Vision Without Strategy Is Just Over-Ambition
After industrialist Dhirubai Ambani died of a stroke in 2002, his business empire was supposed to be run by elder son, Mukesh Ambani and younger son, Anil Ambani. The former became the chairman of Reliance Industries Limited (RIL), while the latter was made the MD.
As an heir to the fortune, Anil Ambani sat on a goldmine of opportunities and cash. With an MBA from Wharton and the vision to run business, he was driven by his ambition.
Major power and infrastructure projects in the 2000s were driven by big businessmen like Adani, Tatas, G.M. Rao of GMR Group etc. as capital was cheap back then. In a bid to invest and not fall behind competition, Anil took up capital-draining projects in power and railways auctioned by the government after the brothers split the empire in 2005.
When he became in charge of the then new-age sectors of power, infrastructure and telecom, he had too much money to control well.
His close relations with politicians and the fact that these projects were being financed by public sector banks further tempted him to dive into these projects without a strong execution plan.
The recession in 2008 along with his lack of strategy is the reason why things went downhill for him.
Disruptive Innovation Is The Key To Growth
Earlier, there was a non-compete clause in the business agreement signed between the brothers when they parted ways because of which Mukesh did not venture into the telecom sector. However, this clause was scrapped in May 2010.
Mukesh Ambani was astute enough to realize the unexplored potential of telecom sector and once he was unhinged, he came up with an innovation that became the most powerful disruption in the sector.
He acquired Infotel Broadband for INR 4800 crore in 2010 and six years later, launched 4G in the name of Jio, which changed the game altogether for his competitors including RCom, Vodafone and Airtel.
Today, Jio is the front runner with 5G on the cusp of becoming ubiquitous.

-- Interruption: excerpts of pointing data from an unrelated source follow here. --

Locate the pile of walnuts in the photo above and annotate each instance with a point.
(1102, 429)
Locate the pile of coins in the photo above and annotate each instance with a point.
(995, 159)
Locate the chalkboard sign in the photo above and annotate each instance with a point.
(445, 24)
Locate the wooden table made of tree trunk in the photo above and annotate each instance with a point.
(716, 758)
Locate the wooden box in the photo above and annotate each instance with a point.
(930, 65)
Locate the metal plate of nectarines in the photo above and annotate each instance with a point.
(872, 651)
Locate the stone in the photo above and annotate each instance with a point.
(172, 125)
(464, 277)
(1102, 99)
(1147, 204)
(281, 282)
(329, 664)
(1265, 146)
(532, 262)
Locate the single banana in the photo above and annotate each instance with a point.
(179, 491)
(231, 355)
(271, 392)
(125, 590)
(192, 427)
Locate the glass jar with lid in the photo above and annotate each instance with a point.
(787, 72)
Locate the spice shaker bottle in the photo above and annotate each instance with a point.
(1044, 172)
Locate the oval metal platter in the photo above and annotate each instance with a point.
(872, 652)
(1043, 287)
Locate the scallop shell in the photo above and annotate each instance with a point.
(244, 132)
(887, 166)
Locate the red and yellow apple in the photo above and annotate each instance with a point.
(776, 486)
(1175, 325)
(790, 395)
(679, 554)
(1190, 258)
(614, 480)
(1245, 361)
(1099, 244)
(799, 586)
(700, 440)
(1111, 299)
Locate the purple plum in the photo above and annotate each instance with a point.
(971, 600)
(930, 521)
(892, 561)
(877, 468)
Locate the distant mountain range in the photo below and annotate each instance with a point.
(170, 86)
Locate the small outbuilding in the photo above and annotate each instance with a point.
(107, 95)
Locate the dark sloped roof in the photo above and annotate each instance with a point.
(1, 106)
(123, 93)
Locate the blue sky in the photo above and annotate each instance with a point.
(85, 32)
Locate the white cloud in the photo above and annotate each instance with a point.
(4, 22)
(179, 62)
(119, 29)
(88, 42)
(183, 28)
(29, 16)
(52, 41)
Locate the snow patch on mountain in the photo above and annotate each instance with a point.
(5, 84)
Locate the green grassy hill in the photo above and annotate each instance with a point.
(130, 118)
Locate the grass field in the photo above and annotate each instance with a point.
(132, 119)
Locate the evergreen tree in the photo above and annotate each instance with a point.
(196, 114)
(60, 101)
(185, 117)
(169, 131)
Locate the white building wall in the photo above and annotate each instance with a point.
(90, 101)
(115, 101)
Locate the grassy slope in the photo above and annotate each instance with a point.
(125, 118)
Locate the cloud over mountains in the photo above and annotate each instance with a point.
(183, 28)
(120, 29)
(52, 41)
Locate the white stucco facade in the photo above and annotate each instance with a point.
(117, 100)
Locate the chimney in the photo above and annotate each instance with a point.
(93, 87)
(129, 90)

Anil Ambani had a grip over the telecom market when his company opted for Code Division Multiple Access (CDMA) technology back in 2002. However, its scope was limited to 2G and 3G.
Ambani junior didn’t innovate enough to be able to ride the tide of technology like his brother did in lesser time. Consequently, RCom is now going to exit from the telecom sector and steer towards enterprise business and real estate.
Diversification And Debt Management
As of September 2018, the total debt of Anil Ambani’s conglomerate stood at INR 1.72 lakh crore. In May this year, he narrowly escaped the possibility of going to jail when his brother paid the debt he owed to Ericsson, a Swedish gear maker that was once a vendor for his company.
His companies started to feel the pressure of his humongous pile of debt and therefore, he decided to sell off assets to cover his liabilities. Big Cinemas, the multiplex chain owned by Reliance Entertainment, was sold off in 2014.
In August last year, his company Reliance Infrastructure sold the power distribution project for the city of Mumbai to fellow businessman Adani’s company for INR 18,800 crore.
On the back of the cash cow he inherited, Anil Ambani diversified very quickly but did not keep himself liquid enough to sustain his investments and keep up with the ever-growing requirements of the competitive market.
He didn’t build an engine of growth which would have not only helped the businesses he ventured into to stay afloat, but also fueled them enough to thrive. This engine of growth should have been a core business that he could have focused on completely while running other businesses on the side.
After all, branches of a tree can withstand a storm only when they are strongly connected to the trunk.
By and large, there’s no denying that he faced tough business climate and challenges, but it doesn’t take away from the fact that he had a significant part to play in his own unmaking.
It will be interesting to see if the Ambani scion can turn his fate around in the times to come.